Gillman enthusiastically agreed, offering the suggestion of a solution at the time clock where employees could rate the day or an app tied to time-keeping and payroll. Gillman also suggests exploring systems where employees can get an advance on daily pay to engender loyalty in employees.
2019 Restaurant Accounting Innovation Council Members
Scott Gillman, Chairman, Mascott Corporation
Melissa Haman, Finance, Broadway Restaurant Group
Steven Song, CFO, Luke’s Lobster
Mark Quandt, CFO, Wood Ranch BBQ & Grill
Michael Lubitz, CFO, Wolfgang Puck Fine Dining Worldwide
Christi Hing, CFO, Kona Grill Inc.
Brandon Keith, CFO, World Famous Fare
Bill Valentas, Vice President of Finance, Freddy’s Frozen Custard & Steakburgers
Bruce Nelson, CFO, Nova Hospitality Group
John Moody, Co-Founder, Restaurant365
Abigail Lorden, Vice President, Group Brand Director, Hospitality Technology
Dorothy Creamer, Editor-in-Chief, Hospitality Technology
Artificial Intelligence, Real Potential
Council members are interested and see the potential in artificial intelligence and machine learning. Song notes that some companies are using AI solutions to predict sales and historical data, but he doesn’t believe anything is a homerun….yet. “At some point it will be smarter and it will be like Google Maps, when you ignore the directions because you think you know better, but then you hit traffic and realize, ‘oh that’s why it said that.’”
Scott agrees there are algorithms already available like one he uses from Restaurant365 to calculate how much restaurants need based on historical usage per thousand and theoretical completion based on actual sales.

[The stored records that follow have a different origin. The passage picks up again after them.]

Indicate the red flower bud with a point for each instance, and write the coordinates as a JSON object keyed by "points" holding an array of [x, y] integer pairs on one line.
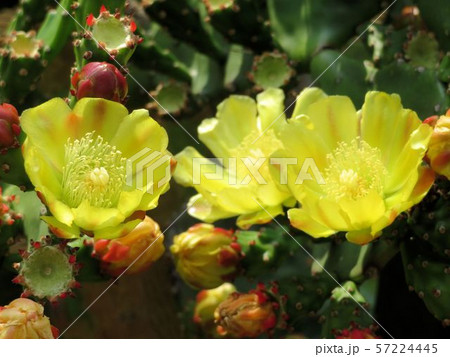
{"points": [[9, 126], [245, 315], [100, 80]]}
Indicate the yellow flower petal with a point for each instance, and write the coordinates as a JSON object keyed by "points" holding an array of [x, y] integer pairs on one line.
{"points": [[95, 114], [365, 211], [116, 231], [95, 218], [235, 119], [204, 210], [61, 230], [245, 221], [40, 170], [47, 128], [138, 131], [300, 219], [270, 104]]}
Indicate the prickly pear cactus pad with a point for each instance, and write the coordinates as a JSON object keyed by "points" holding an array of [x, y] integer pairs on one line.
{"points": [[224, 169]]}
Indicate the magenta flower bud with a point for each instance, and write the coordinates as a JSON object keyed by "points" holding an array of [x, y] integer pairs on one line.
{"points": [[100, 80], [9, 126]]}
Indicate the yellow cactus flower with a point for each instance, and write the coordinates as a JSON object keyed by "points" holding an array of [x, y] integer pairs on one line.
{"points": [[91, 165], [439, 148], [370, 160], [235, 137], [24, 318], [206, 303], [245, 315]]}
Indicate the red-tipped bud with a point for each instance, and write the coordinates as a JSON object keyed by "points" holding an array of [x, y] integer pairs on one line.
{"points": [[90, 20], [134, 252], [24, 318], [355, 332], [439, 147], [9, 126], [100, 80]]}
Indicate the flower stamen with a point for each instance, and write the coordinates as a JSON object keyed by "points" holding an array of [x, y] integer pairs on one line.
{"points": [[93, 171]]}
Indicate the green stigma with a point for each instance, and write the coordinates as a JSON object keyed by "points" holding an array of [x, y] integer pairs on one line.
{"points": [[93, 171]]}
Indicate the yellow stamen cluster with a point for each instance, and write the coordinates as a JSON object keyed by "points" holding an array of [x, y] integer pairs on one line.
{"points": [[93, 171], [354, 169]]}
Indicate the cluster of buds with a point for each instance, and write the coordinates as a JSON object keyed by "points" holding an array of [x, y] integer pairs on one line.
{"points": [[356, 332], [48, 270], [206, 256], [100, 80], [7, 215], [9, 127], [132, 253], [25, 319], [271, 69], [108, 37], [252, 314], [439, 147], [206, 304]]}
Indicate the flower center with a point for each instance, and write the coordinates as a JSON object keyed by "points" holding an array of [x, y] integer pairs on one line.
{"points": [[93, 171], [354, 169]]}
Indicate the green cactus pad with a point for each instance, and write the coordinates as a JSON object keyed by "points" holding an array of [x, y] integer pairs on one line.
{"points": [[47, 272], [271, 70], [171, 96], [343, 309], [428, 275], [436, 14], [303, 27], [345, 77], [427, 96]]}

“Managers are pretty good at modifying a week out,” he says, “but the next level would be to take sales forecasting and scheduling to the next level and actually produce adjusted shifts based on quarter hour sales and general criteria, what are your desired shift plans and things like that. Not just decreasing staff, but making sure making sure have right amount of people on staff based on sales.”
Back-office: The Brains of the Restaurant
Brandon Keith explains that World Famous streamlined its hodge podge of systems to have a much smarter back-office. Keith believes that the POS is the conduit to the “big brain” of the restaurant, namely the back-office system.
“When you’re reassessing POS software, and hardware costs continue to grow, as long as they integrate with your back-office provider that’s really the main focus,” Keith says. “We want to become POS agnostic.”